Seuls les pouvoirs obscurantistes négligent l’éducation et la formation car voulant inhiber et décourager toute velléité de contestation et tout esprit critique. Ne soyons pas étonnés de voir le pays se transformer en foyers d’intégrisme et de fanatisme religieux, de sectarisme, d’activisme et de charlatanisme.
Les ravages de l’informel sont en train de détruire le tissu et les liens sociaux. La qualité du management public et privé se délite. Dans un système où règne la loi de la jungle, même certaines écoles privées oublient la pédagogique et la qualité pour se focaliser sur la seule logique financière. La réforme de l’école est une urgence nationale. Une Politique Nationale de la Qualité doit commencer par un Système de Management de la Qualité appliquée à l’Education et à la Formation. La pédagogie et la qualité de la formation des enseignants méritent un sérieux coup de lifting. L’entreprise réformée doit participer activement à la formation des ressources humaines du pays, et en particulier la formation des jeunes. Le pays dispose de ressources humaines de qualité qui ne demandent qu’à être valorisées. Ces ressources peuvent produire des programmes de qualité fondées sur nos réalités culturelles et valorisant nos potentialités locales.
Nos talentueux architectes peuvent élaborer des projets d’écoles modernes qui intègrent des fonctionnalités utiles et adaptées à un enseignement de qualité et des activités sportives et culturelles épanouissantes pour nos enfants. L’exemple de la case des tous petits (dont certains sont déjà dans un état de délabrement avancé) peut bien servir de repère.

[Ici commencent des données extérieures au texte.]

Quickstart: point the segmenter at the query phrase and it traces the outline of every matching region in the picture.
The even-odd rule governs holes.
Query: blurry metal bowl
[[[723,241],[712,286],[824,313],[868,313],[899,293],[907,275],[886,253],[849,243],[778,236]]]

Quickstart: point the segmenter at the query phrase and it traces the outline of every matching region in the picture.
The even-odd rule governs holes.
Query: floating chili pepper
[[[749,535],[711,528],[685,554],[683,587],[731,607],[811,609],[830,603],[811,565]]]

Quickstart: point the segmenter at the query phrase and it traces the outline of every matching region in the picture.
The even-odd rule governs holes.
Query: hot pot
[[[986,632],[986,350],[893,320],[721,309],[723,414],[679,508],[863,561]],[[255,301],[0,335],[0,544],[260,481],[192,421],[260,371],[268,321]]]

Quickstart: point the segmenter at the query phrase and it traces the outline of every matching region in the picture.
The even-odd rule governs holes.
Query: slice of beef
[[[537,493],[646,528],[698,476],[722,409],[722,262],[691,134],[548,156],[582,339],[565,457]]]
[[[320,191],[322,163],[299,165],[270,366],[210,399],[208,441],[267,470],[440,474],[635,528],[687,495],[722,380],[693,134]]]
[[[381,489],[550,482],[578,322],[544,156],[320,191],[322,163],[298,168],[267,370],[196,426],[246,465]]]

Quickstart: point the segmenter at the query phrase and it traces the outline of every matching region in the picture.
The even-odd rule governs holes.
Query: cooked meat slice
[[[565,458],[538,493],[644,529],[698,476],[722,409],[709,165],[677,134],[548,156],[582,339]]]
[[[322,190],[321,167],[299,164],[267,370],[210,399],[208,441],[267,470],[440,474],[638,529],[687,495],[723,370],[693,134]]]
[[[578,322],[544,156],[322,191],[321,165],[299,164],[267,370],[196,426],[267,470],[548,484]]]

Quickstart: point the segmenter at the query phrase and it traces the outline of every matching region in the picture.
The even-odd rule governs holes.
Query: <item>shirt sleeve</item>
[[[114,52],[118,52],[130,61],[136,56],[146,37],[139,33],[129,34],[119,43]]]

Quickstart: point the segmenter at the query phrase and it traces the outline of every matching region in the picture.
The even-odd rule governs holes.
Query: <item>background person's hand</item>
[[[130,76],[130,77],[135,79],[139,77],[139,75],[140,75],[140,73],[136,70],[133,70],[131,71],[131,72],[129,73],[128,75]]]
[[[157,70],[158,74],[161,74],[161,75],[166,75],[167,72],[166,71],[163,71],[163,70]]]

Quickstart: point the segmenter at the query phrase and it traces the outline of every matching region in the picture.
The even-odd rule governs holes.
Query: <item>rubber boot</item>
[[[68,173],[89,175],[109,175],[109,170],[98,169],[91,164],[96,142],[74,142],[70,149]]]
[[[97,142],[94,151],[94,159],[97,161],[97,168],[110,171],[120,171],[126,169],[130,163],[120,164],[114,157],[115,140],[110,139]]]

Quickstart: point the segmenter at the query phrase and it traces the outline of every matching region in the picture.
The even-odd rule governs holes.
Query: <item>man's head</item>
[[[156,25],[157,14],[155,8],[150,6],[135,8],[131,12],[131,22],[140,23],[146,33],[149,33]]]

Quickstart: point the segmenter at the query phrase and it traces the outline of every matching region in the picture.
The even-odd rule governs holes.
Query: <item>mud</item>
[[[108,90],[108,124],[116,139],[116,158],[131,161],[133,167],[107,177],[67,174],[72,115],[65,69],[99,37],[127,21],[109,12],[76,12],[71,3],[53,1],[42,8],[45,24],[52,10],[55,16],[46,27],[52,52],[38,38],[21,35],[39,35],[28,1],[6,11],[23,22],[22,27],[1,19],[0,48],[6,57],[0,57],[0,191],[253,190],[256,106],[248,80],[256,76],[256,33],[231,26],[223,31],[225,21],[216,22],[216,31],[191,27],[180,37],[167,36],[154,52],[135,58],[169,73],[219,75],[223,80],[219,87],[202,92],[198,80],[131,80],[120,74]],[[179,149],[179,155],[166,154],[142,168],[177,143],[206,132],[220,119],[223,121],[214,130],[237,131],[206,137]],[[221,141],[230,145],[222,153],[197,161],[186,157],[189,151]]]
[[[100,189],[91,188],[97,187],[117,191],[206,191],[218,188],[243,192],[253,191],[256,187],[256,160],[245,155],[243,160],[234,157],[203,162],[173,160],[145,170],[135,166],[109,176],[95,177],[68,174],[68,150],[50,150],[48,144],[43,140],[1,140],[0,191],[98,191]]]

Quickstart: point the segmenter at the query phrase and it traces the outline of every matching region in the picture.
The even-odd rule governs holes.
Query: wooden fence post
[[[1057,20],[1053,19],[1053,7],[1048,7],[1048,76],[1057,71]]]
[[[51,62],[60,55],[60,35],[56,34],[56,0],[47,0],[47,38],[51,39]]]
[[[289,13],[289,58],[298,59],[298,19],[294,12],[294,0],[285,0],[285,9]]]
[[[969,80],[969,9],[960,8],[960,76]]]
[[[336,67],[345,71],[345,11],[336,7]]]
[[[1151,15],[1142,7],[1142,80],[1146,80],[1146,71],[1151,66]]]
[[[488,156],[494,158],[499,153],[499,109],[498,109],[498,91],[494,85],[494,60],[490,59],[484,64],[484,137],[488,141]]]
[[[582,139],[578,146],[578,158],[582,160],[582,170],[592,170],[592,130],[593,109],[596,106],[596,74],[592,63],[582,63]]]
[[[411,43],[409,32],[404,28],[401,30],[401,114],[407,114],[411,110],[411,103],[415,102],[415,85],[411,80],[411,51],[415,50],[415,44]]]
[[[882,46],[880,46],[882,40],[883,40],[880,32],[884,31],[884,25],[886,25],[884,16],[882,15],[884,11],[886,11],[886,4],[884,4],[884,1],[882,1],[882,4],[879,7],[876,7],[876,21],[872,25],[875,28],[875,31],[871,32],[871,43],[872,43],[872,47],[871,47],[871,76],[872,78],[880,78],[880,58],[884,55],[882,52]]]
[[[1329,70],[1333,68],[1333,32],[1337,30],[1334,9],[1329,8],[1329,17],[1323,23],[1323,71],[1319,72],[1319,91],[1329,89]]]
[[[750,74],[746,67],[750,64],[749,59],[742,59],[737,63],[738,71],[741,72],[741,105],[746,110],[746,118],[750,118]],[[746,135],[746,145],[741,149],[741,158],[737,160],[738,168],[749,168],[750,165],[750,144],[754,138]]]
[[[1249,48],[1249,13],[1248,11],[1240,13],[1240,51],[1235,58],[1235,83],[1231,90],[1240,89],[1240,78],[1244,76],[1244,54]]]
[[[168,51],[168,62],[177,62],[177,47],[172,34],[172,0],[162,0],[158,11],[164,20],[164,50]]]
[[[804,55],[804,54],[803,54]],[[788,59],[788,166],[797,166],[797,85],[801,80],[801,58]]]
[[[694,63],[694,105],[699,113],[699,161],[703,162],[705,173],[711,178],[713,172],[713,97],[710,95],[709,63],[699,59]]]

A l’heure de l’internet et du numérique, nos pays peuvent effectuer des sauts technologiques pour connecter l’ensemble de nos écoles et permettre à nos élèves de se familiariser avec ses outils. Chaque municipalité des grandes villes pourrait disposer de cuisines municipales pour approvisionner les cantines scolaires d’une alimentation équilibrée et saine pour nos enfants. Nos agriculteurs et éleveurs trouveraient ici des débouchés à leurs productions. Chaque municipalité peut contracter avec des opérateurs immobiliers privés pour construire des logements sociaux décents ou des locaux d’activités industrielles et commerciales fonctionnels (routes bitumées, espaces verts, espaces culturelles et éducatives, zones commerciales, sportives et de loisirs) avec des obligations strictes de maintenance régulière des équipements, de ravalement, de désinfection et de dératisation. Chaque capitale régionale pourrait disposer d’une usine d’incinération des déchets qui pourrait produire de l’électricité.
Les transports en communs doivent être modernisés et privilégiés. Une ville comme Dakar pourrait adopter le système des circulations alternées avec les jours pairs et impairs. L’interdiction de l’importation des voitures de plus de cinq ans a été une très bonne mesure. C’était une occasion d’assainir notre environnement, de favoriser les voitures propres de petite taille et de relancer le financement de notre économie.
Nous ne sommes pas condamnés à vivre dans le misérabilisme permanent. Nous ne sommes pas condamnés à être des ambulants, des clandos, des mendiants, des « bujumans » et des « khoslumans ». Nous méritons un pays moderne et propre avec tout le confort nécessaire pour une vie harmonieuse.
Le développement durable n’est pas seulement l’apanage des pays développés. Dans ce monde, ce n’est pas le plus fort ou le plus intelligent qui survit, mais celui qui s’adapte le mieux au changement. Continuons le combat citoyen pour réhabiliter l’école et redonner à notre pays toutes ses lettres de noblesse. Continuons ce combat pour construire une nouvelle citoyenneté dans une nouvelle république plus juste, plus unie, plus solidaire et en progrès.